Artificial intelligence-generated synthetic data derived from diffusion models can faithfully replicate complex hepatology datasets, maintain key clinical signals, and ensure strong privacy safeguards. This approach can help address data scarcity, enhance model generalizability, foster multi-institutional collaboration, and accelerate progress in hepatology research.

摘要

背景与目的

临床肝脏病学研究常常面临数据可得性有限、少数群体代表性不足以及复杂的数据共享规定等问题。合成数据——旨在反映真实世界分布的人工生成的患者记录——提供了一种潜在的解决方案。
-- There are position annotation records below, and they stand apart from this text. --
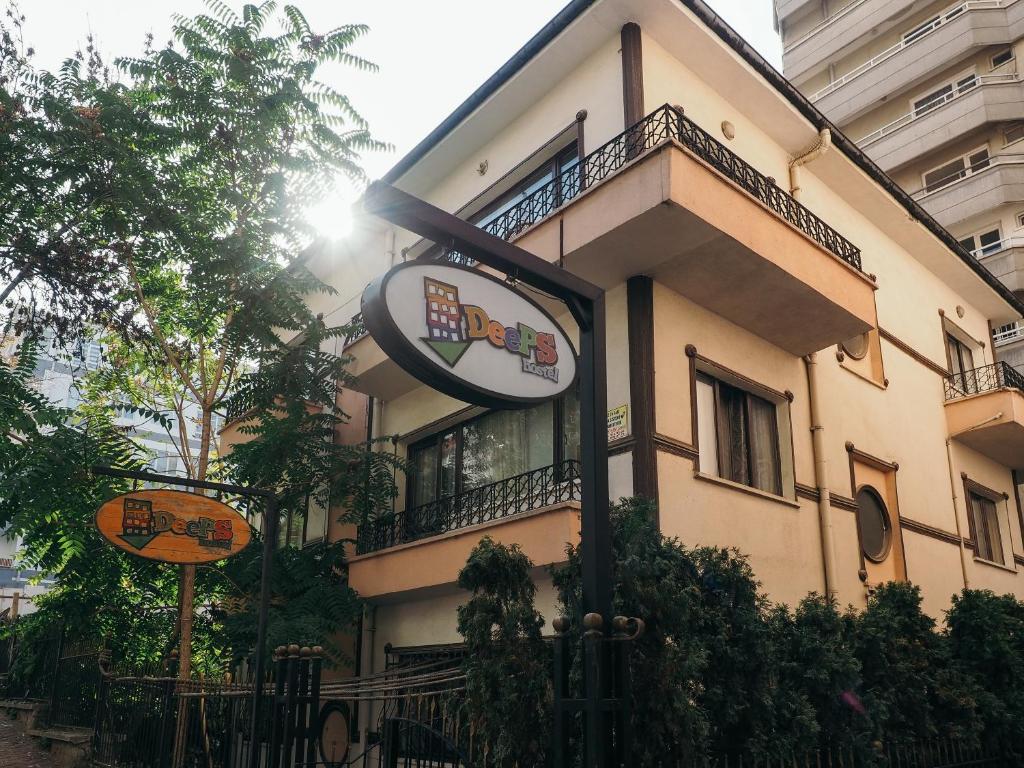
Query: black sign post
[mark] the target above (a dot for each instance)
(586, 302)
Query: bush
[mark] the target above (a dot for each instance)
(508, 667)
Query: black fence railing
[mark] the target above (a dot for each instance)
(665, 124)
(540, 487)
(984, 379)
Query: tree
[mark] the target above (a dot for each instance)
(507, 665)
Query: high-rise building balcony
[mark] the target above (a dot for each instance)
(421, 550)
(951, 37)
(985, 412)
(990, 98)
(668, 200)
(974, 189)
(852, 26)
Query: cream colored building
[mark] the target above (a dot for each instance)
(932, 92)
(810, 380)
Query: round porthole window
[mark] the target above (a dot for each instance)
(856, 347)
(876, 527)
(334, 734)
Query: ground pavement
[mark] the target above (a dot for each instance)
(19, 751)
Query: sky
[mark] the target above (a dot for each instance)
(431, 54)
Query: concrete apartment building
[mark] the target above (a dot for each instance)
(932, 92)
(810, 379)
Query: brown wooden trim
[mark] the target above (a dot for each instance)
(691, 354)
(913, 353)
(872, 461)
(1014, 478)
(640, 323)
(843, 502)
(995, 497)
(633, 100)
(624, 445)
(808, 492)
(676, 448)
(745, 382)
(929, 530)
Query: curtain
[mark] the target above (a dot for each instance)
(733, 448)
(763, 422)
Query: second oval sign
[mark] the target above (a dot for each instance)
(469, 335)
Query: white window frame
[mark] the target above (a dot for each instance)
(967, 167)
(991, 59)
(976, 238)
(955, 91)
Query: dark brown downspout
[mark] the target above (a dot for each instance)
(632, 75)
(640, 313)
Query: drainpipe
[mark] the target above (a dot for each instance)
(389, 247)
(817, 150)
(821, 475)
(955, 496)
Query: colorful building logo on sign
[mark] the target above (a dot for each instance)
(454, 327)
(173, 526)
(141, 525)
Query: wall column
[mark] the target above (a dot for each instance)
(633, 107)
(640, 313)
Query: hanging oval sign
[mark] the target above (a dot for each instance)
(173, 526)
(469, 335)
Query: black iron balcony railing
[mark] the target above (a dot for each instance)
(356, 329)
(664, 125)
(984, 379)
(540, 487)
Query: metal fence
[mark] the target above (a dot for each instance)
(540, 487)
(666, 124)
(984, 379)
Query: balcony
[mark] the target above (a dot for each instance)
(854, 25)
(981, 187)
(960, 30)
(422, 550)
(698, 218)
(786, 8)
(985, 412)
(994, 98)
(1006, 261)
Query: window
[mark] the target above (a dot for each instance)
(921, 30)
(943, 94)
(954, 170)
(986, 528)
(491, 448)
(564, 167)
(738, 433)
(873, 524)
(1004, 56)
(983, 244)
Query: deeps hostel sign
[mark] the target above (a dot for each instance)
(469, 335)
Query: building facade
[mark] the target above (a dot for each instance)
(808, 378)
(932, 92)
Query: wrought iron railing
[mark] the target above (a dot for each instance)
(356, 329)
(540, 487)
(664, 125)
(984, 379)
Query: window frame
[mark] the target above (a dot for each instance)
(991, 59)
(972, 491)
(887, 520)
(783, 448)
(966, 171)
(433, 441)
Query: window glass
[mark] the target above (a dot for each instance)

我们假设,扩散模型作为一种先进的生成技术,可以从器官共享联合网络数据库中生成合成肝移植等待名单数据,该数据保持统计保真度、复制临床相关性和生存模式,并确保强大的隐私保护。

方法与结果

使用扩散模型生成了反映2019年至2023年器官共享联合网络肝移植等待名单数据库的合成患者队列。使用最大均值差异(MMD)和瓦瑟斯坦距离、相关性分析以及变量水平指标评估统计保真度。通过卡普兰-迈耶曲线比较无移植生存率和终末期肝病模型(MELD)评分表现来评估临床效用。使用到最近记录的距离(DCR)和属性披露风险评估来量化隐私。合成数据集与原始数据集几乎无法区分(MMD = 0.002,标准化瓦瑟斯坦距离<1.0),保留了临床相关的相关性和生存模式,相似的中位生存时间(110天对101天)和5年生存率(22.2%对22.8%)证明了这一点。基于MELD的90天死亡率预测得以维持(原始曲线下面积[AUC]=0.839对合成AUC = 0.844)。隐私指标表明没有可识别的患者匹配,平均DCR值确保合成个体不是真实患者的直接复制品。

结论

源自扩散模型的人工智能生成的合成数据可以忠实地复制复杂的肝脏病学数据集,保持关键临床信号,并确保强大的隐私保护。这种方法有助于解决数据稀缺问题,提高模型的通用性,促进多机构合作,并加速肝脏病学研究的进展。